Nach ein paar kurzen Sekunden verbesserte sich meine Sicht und ich starrte Ian und einen mir unbekannten Typen an.
Sofort drehte sich auch ihre Köpfe zu mir. Lautlos starrte ich ihn an, während sich langsam Wut in mir sammelte. Kalt starrte er zurück und wusste genau, dass ich alles gehört hatte, was er gerade gesagt hatte. Ein Vorhang legte sich auf seine Augen, aber die Kälte seines Blickes veränderte sich nicht. Tief in seinen Augen verbarg sich ein riesiger Eissturm, der bereit war alles zu zerstören. Er war bereit jeden in diesen Sturm zu ziehen, nur um zuzusehen wie sie durch die Kälte litten. Gerade jetzt traf ein Eissturm auf einen seiner gleichen. Eis traf auf Eis. Dieses Zusammenstoßen drohte mit dem ewigen Winter, wenn einer nicht zurück trat. Genau das tat aber keiner von uns. Weder ich noch er senkten unsere Blicke.
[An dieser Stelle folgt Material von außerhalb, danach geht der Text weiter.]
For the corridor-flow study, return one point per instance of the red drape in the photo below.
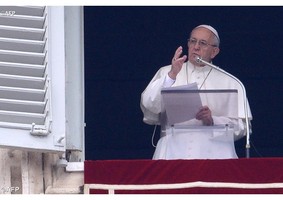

Langsam erhob ich mich von dem Sofa, auf dem ich gerade noch lag und lief mir schweren Schritten auf ihn zu. Bis uns nicht mal ein Meter trennte.
„Gestorben wegen mir?", ich hauchte die Worte gegen seinen Hals und sah wie er eine Gänsehaut bekam. Ich wusste nicht, was in dem Moment mit mir passierte oder woher ich die Mut hatte so zu handeln, aber es war mir egal.
„Mein Leben war noch nie normal. Man kann kein normales Leben führen, wenn man mitten in ein Chaos geboren wurde. Man kann nur probieren sich selbst zu beschützen und genau das habe ich getan, denn ich habe es mir selbst geschuldet. Dem kleinen Mädchen, das ihre Mutter nur auf Bildern gesehen hat, denn dieses Mädchen hatte ein normales Leben verdient", meine Augen brannten durch die Tränen, die sich in ihnen sammelten.
Mein Mund war ganz trocken und mein Hals schmerzte. Ohne ihn anzuschauen oder auch nur ein Wort zu sagen, drehte ich mich um und setzte mich wieder auf das Sofa. Mein Blick war jetzt auf den Typen gerichtet, der das Ganze geschehen ohne Kommentar beobachtet hatte.
Die Stille, die sich auf uns alle gelegt hatte, fühlte sich an wie eine Umarmung, die man nie bekommen wollte. Genauso wie die Schuld, die Ian gerade auf meine Schultern gelegt hatte.